Tourism industry emerges from downturn
By Maria Sheahan and Victoria Bryan
BERLIN (Reuters) - The outlook for the global travel industry looks brighter for 2014 as European economic recovery and rising consumer confidence are prompting holidaymakers and businesses to loosen their purse strings again.
Growth is still unevenly spread across regions, according to comments from the industry's biggest trade fair in Berlin this week, with some destinations such as Egypt, China and Thailand facing a tough time due to political turmoil, security concerns or stricter regulations.
Current tension between Russia and Ukraine also poses a risk to growth this year but overall, the number of international tourists is set to increase by 4 to 4.5 percent after reaching a record of almost 1.1 billion in 2013, the United Nations World Tourism Organization (UNWTO) said.
"We think that this (growth) will be consolidated again in 2014, 2015 and 2016 and beyond," Taleb Rifai, secretary general of the UNWTO told Reuters. "It will not be 5 percent every year, but the important thing is that growth is consolidated."
The International Air Transport Association (IATA) said on Wednesday that 2014 had got off to a strong start, with travel demand accelerating from last year thanks to stronger growth in advanced economies and emerging market regions.
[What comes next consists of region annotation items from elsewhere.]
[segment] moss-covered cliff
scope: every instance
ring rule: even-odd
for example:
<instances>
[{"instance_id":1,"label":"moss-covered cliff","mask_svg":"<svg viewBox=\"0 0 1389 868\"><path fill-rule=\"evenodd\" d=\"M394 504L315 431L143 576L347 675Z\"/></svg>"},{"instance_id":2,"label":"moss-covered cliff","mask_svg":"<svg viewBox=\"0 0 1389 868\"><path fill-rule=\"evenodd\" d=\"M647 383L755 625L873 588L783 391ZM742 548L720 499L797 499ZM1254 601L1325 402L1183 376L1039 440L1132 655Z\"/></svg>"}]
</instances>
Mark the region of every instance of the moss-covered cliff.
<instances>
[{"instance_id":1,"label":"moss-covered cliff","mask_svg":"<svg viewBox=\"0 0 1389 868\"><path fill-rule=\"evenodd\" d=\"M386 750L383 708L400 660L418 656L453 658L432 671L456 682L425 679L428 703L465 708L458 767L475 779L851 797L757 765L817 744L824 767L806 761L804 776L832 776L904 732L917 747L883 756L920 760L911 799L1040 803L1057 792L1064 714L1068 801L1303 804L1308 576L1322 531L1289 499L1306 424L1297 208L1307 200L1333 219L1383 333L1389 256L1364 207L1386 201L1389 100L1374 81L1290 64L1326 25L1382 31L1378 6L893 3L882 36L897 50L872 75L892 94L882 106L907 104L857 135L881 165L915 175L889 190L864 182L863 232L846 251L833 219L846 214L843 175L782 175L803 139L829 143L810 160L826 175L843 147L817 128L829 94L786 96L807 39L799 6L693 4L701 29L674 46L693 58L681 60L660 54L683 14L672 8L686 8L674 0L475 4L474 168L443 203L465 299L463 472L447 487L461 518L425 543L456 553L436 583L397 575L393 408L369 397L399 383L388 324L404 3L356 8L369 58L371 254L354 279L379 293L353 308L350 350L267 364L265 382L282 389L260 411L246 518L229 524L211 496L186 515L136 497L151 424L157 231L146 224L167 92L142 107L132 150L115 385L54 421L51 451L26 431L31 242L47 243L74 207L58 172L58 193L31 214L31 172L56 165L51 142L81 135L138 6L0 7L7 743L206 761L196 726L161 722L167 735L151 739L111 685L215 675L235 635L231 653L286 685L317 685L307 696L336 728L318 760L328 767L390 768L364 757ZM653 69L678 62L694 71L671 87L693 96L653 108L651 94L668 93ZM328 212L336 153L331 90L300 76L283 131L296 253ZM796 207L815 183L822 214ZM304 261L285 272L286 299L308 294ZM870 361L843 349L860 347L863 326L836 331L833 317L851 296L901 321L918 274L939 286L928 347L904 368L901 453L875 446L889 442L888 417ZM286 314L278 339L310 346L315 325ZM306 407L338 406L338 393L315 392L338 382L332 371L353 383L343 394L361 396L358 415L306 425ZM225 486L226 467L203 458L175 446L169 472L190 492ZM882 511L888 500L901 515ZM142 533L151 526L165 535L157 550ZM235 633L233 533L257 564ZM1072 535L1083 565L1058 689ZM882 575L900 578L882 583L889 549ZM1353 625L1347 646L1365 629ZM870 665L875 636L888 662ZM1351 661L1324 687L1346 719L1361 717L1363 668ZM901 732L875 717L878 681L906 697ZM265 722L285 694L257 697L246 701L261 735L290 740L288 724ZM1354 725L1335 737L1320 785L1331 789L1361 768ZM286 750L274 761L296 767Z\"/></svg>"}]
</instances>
Angela Brav, head of hotelier InterContinental's (IHG.L: Quote) European business, said she started seeing a real uptick in the fourth quarter of 2013 and that has continued: "GDP is forecast to improve, unemployment is getting better and business optimism in Europe is high," she said at the ITB travel fair.
Paulo Salvador, chief marketing officer of World Hotels, which groups together almost 500 hotels in 65 countries, said the year had started off especially well in North America and Brazil, while growth was slower in Asia.